We are generating parquet file using Python pandas library on a text file. The text file has a field value '2019-04-01 00:00:00.000', that is converted to format '2019-04-01 00:00:00+00:00 ' with data type 'datetime64[ns, UTC]'. The parquet file conversion is successful however while firing a select a query on the Hive external table on this specific column throws an error
Could you pelase guide what could be possible reason for it. We don't want the data type for this column to be STRING. As partial data will be sqoop from RDBMS and later will sent in Parquet format weekly/monthly/quarterly/yearly.
I can give a quick answer for Impala: reading int64 Parquet timestamps is implemented, but it is a quite new feature, released in CDH 6.2.
The more widely supported way to store timestamps in Parquet is INT96, so if Pandas can write it that way, then both Hive and Impala will be able to read it.

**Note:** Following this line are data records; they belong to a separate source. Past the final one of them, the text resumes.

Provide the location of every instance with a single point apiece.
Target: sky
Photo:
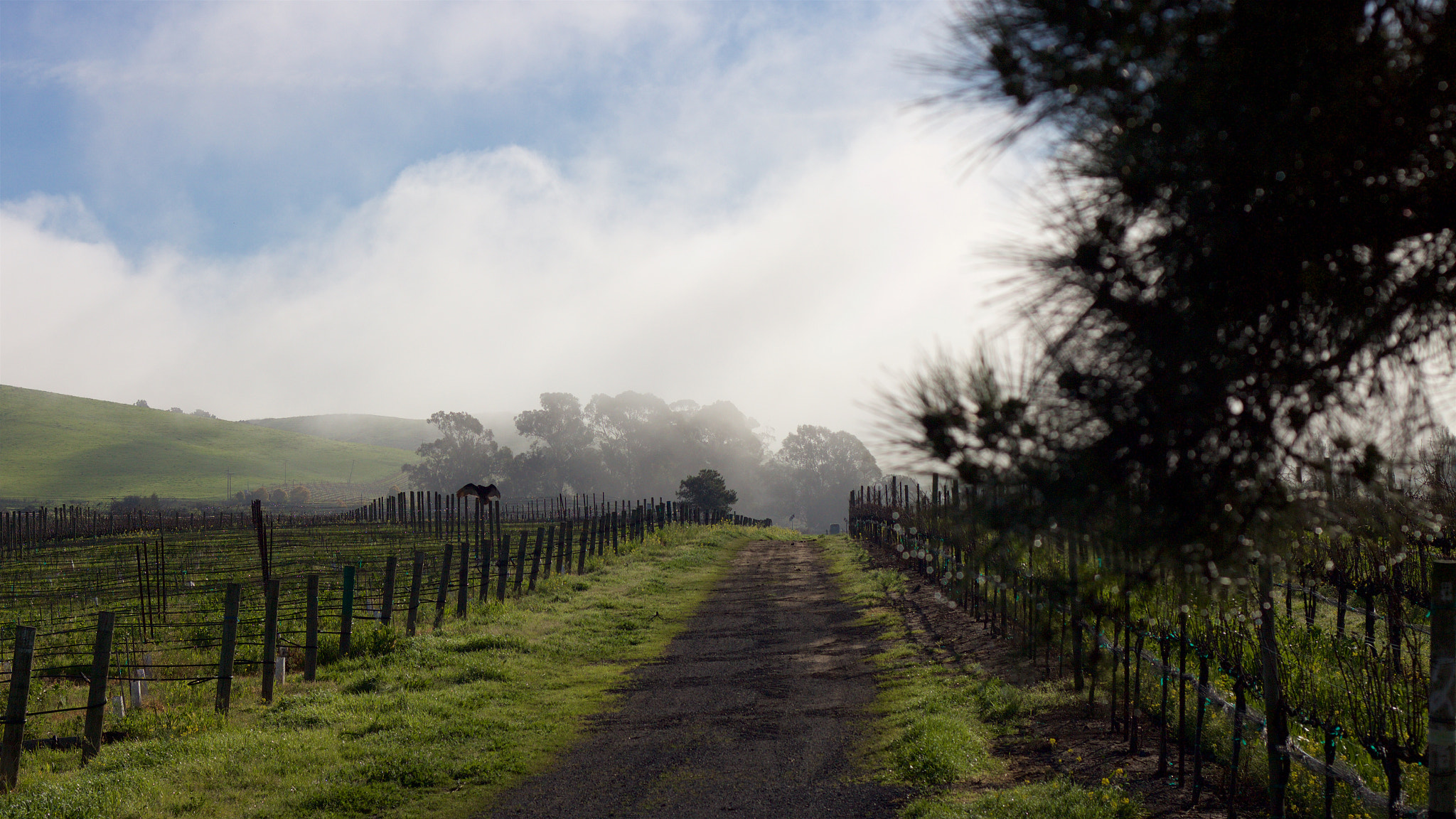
(287, 209)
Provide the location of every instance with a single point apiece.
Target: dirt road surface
(751, 712)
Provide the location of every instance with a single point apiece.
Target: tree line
(638, 445)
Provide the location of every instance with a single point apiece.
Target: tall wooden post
(444, 587)
(97, 697)
(387, 609)
(225, 658)
(16, 706)
(536, 557)
(1442, 732)
(1276, 709)
(464, 592)
(311, 634)
(412, 617)
(501, 566)
(269, 638)
(262, 537)
(347, 612)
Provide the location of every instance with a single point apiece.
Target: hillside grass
(429, 726)
(62, 448)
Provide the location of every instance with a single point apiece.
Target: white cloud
(479, 280)
(751, 216)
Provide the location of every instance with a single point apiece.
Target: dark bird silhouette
(483, 493)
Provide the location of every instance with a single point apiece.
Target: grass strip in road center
(427, 726)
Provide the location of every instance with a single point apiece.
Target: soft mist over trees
(638, 445)
(707, 490)
(1248, 269)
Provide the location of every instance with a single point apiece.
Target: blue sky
(711, 201)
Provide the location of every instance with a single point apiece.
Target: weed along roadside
(939, 722)
(432, 724)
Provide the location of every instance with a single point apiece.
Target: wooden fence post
(262, 537)
(444, 588)
(1442, 732)
(97, 697)
(387, 609)
(582, 547)
(311, 638)
(225, 656)
(536, 557)
(414, 594)
(16, 706)
(269, 638)
(501, 566)
(347, 612)
(464, 594)
(520, 563)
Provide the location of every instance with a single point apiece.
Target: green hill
(378, 430)
(383, 430)
(60, 448)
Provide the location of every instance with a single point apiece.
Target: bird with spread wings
(483, 493)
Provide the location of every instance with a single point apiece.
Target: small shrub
(935, 751)
(491, 643)
(476, 674)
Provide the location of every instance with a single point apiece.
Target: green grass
(935, 726)
(60, 448)
(427, 726)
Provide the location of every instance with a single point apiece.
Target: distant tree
(707, 490)
(464, 454)
(815, 469)
(562, 456)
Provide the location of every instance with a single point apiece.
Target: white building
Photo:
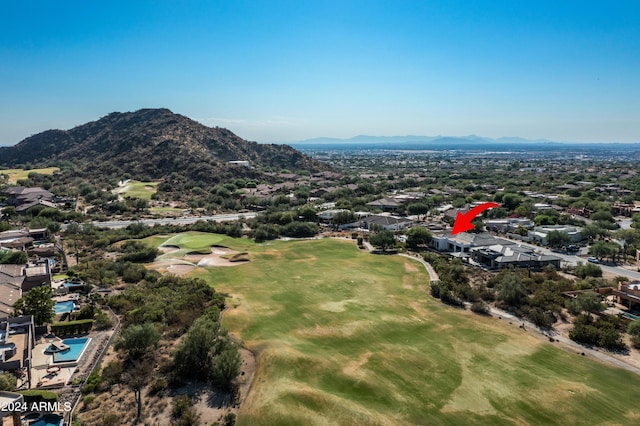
(539, 233)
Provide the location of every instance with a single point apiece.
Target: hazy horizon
(286, 71)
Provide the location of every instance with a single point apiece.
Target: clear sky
(277, 70)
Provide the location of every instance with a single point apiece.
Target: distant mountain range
(426, 139)
(152, 144)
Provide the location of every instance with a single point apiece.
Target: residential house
(391, 223)
(20, 239)
(463, 241)
(385, 204)
(539, 233)
(628, 293)
(500, 256)
(508, 224)
(18, 279)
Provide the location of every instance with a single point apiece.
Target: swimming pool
(48, 420)
(62, 307)
(76, 348)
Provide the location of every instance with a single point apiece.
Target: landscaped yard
(346, 337)
(14, 175)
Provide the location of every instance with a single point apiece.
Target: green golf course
(346, 337)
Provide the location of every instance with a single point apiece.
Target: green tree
(184, 413)
(7, 382)
(588, 302)
(630, 239)
(193, 356)
(136, 339)
(36, 302)
(558, 239)
(226, 366)
(418, 209)
(383, 239)
(343, 217)
(604, 249)
(593, 231)
(584, 270)
(13, 257)
(417, 236)
(511, 201)
(511, 290)
(634, 332)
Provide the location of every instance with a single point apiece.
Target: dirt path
(565, 343)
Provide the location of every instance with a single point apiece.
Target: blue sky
(289, 70)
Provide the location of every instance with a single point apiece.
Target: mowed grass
(135, 189)
(345, 337)
(14, 175)
(196, 242)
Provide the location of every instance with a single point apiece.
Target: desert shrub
(479, 307)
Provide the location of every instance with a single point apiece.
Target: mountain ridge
(152, 143)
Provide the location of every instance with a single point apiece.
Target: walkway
(529, 326)
(433, 275)
(595, 353)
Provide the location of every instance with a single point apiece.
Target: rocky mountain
(151, 144)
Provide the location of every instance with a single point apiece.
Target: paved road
(433, 275)
(115, 224)
(570, 344)
(530, 327)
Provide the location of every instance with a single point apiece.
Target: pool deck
(42, 376)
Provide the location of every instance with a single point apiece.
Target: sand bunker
(168, 248)
(220, 256)
(179, 270)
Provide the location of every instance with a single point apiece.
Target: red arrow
(463, 221)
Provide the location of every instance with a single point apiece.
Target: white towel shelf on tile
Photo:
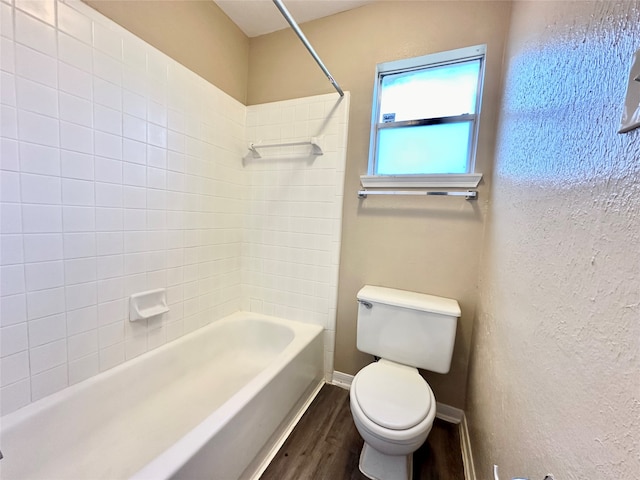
(315, 142)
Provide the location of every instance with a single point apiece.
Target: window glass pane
(425, 149)
(442, 91)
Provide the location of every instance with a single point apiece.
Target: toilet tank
(407, 327)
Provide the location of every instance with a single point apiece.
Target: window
(425, 120)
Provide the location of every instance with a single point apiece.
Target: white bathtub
(209, 405)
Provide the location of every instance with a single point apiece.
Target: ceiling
(257, 17)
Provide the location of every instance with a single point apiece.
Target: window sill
(463, 180)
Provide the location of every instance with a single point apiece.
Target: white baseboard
(448, 413)
(465, 446)
(342, 380)
(443, 411)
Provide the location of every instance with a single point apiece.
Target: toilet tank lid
(412, 300)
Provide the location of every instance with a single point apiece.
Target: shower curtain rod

Note that there are more than one way to store a timestamp as int64 in Parquet (millisec vs microsec vs nanosec + utc vs local time). The way to interpret the int64 is stored in metadata. As far as I know, it is an ongoing work in Hive to support all possible formats.
If you know which int64 format is used, e.g. microseconds utc, then it is also possible to read it as BIGINT and convert it to timestamp in the query, or create a view that does this conversion.